In 1972 the small village of Grazie di Curtatone in northern Italy decided to celebrate, honor, and hopefully revive this public art form that was once so integral to the fabric of holy day pilgrimages throughout Italy. Hundreds of artists from all over Europe were invited to travel to Grazie to compete in a 48-hour street painting marathon. The invitation generated immediate enthusiasm.
A decade later Kurt Wenner left the United States to study classical art traditions in Italy and quickly joined the ranks of the Madonnari as a way to support himself while abroad. In 1985 Wenner became the first non-European to win the coveted Gold Medal at Grazie for three consecutive years and was awarded the title Master Street Painter.
Wenner’s entry into the world of the Madonnari was influential in a number of ways. A naturally gifted artist, he was well schooled in classical techniques and admired Renaissance and Baroque traditions in both figurative and architectural subject matter. His festival debut showcased the Baroque mural technique of anamorphic perspective typically used for murals inside cathedral domes, but adapted by him for the oblique viewing angle specific to street painting.
Wenner’s victory was celebrated in his hometown of Santa Barbara, California, and in the spring of 1986 he returned home with a classically trained German strassenmaler, Manfred Stader, to introduce the technique of using artist pastels to create art on pavement to a handful of local artists and lend his newfound fame to help start the first I Madonnari festival in the United States. The brainchild of Santa Barbara artist and arts advocate Kathy Koury, the festival began as a fundraiser for the Children’s Creative Project, a countywide school arts program.

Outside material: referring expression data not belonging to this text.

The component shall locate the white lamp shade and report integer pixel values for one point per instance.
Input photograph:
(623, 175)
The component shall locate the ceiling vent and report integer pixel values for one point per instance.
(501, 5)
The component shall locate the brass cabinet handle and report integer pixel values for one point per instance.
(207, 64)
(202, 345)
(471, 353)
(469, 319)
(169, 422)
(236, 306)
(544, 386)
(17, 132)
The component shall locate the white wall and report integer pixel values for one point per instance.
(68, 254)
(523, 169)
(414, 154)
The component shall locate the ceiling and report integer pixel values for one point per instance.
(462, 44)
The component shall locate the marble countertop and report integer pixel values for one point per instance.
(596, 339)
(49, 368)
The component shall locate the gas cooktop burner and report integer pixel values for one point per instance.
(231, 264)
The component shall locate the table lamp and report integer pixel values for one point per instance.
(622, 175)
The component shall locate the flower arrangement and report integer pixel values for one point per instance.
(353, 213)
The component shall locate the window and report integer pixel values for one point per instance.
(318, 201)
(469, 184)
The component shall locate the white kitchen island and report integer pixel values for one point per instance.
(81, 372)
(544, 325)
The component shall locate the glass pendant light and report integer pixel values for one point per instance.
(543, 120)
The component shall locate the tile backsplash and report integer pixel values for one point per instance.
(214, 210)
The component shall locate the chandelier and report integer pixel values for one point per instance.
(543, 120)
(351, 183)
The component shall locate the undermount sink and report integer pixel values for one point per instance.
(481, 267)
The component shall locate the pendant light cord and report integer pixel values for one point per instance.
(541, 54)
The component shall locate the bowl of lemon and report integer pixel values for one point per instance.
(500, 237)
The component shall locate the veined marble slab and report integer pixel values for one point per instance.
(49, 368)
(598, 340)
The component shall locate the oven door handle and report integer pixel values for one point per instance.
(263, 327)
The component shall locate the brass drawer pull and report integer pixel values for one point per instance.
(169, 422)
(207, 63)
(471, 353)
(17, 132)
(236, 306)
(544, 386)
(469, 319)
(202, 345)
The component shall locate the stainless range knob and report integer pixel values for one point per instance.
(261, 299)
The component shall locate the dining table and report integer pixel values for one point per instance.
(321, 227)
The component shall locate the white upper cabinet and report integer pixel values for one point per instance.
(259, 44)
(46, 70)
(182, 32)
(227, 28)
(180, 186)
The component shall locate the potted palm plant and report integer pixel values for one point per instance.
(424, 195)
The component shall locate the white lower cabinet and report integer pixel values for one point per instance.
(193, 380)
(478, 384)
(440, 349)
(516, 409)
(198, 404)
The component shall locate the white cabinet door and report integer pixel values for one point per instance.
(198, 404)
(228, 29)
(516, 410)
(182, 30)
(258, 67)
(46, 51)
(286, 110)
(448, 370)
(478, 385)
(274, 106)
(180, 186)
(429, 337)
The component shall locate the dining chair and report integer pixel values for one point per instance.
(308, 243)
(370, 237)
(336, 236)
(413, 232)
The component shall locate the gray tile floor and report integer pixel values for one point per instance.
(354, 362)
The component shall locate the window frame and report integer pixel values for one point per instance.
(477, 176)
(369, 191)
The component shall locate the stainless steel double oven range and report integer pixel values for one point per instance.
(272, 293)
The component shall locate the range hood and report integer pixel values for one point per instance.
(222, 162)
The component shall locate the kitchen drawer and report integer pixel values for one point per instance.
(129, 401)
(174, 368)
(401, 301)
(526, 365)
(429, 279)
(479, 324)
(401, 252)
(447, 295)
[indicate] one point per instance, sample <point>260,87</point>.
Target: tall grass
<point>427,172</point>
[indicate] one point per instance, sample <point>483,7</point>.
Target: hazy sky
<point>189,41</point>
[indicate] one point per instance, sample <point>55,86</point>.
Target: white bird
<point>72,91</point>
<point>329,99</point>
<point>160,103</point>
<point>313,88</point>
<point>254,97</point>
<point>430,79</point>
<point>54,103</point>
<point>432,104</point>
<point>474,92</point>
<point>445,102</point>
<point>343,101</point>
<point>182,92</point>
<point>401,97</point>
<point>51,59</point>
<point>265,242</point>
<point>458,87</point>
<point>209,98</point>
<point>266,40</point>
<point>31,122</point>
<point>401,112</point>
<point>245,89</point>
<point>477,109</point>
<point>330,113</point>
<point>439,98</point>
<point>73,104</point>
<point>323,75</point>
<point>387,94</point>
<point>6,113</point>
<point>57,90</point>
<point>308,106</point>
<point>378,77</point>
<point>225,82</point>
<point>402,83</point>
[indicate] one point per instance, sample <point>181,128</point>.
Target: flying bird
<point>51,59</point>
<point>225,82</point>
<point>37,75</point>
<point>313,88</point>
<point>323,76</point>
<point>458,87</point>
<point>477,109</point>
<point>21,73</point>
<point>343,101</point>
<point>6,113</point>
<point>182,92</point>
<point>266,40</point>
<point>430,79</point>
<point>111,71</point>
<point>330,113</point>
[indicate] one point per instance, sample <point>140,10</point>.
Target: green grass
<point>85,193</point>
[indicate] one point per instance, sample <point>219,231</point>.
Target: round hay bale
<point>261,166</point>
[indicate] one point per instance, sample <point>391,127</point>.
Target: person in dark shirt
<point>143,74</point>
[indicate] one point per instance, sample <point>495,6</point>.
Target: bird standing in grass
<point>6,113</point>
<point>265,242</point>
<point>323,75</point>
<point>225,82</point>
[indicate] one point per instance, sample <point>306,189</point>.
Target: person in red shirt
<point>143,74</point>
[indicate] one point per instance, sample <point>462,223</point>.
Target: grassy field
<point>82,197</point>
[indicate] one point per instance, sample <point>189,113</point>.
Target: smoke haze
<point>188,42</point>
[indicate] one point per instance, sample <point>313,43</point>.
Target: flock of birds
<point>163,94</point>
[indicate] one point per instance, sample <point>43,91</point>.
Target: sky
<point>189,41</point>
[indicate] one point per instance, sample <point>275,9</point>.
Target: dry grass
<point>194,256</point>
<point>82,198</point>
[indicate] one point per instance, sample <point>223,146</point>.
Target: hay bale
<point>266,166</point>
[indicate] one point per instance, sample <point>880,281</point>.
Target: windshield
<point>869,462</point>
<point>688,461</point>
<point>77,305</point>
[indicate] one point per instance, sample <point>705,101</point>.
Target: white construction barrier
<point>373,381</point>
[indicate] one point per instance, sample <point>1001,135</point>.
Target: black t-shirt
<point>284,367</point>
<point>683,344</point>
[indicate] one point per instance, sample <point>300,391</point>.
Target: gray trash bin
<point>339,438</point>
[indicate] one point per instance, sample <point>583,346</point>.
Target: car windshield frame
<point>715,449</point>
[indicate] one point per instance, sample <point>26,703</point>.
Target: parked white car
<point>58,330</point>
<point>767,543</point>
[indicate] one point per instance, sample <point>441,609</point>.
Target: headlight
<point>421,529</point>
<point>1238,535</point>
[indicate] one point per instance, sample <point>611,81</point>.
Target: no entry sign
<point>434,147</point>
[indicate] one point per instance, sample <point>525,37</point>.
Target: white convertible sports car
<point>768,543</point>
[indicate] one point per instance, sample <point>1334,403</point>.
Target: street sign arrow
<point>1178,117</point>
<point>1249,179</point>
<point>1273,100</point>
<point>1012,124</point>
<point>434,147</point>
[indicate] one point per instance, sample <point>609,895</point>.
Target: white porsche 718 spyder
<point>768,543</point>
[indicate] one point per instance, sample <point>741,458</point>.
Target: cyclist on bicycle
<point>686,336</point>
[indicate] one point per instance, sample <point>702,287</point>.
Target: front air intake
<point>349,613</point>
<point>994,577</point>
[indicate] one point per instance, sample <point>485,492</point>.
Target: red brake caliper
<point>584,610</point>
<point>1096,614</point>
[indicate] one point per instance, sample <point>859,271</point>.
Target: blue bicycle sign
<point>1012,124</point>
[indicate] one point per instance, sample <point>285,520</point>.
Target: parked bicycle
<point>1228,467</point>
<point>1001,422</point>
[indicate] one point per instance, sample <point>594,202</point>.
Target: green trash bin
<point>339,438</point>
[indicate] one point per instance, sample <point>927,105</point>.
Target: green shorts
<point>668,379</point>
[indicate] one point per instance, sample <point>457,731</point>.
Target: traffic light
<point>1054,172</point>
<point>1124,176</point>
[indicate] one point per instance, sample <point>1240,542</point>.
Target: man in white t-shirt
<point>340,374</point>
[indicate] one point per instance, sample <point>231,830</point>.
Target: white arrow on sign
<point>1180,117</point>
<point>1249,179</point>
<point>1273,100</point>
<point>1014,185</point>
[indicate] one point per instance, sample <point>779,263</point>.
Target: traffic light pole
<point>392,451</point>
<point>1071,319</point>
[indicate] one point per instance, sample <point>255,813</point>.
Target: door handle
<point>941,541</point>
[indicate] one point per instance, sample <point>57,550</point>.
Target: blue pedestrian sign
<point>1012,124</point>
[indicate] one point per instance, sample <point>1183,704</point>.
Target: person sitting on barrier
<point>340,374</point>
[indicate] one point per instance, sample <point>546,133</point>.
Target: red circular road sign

Just four years after the inauguration of the nation’s first street painting festival, the Cleveland Museum of Art’s I Madonnari Chalk Festival became the second. Santa Barbara County Schools soon added another festival in the north county to further supplement their fund-raising efforts. A few other festivals followed, including the Montgomery Museum of Fine Art’s Flimp Festival in Alabama and the Lake Worth Street Painting Festival in Florida. Through the 1990s this was the status quo.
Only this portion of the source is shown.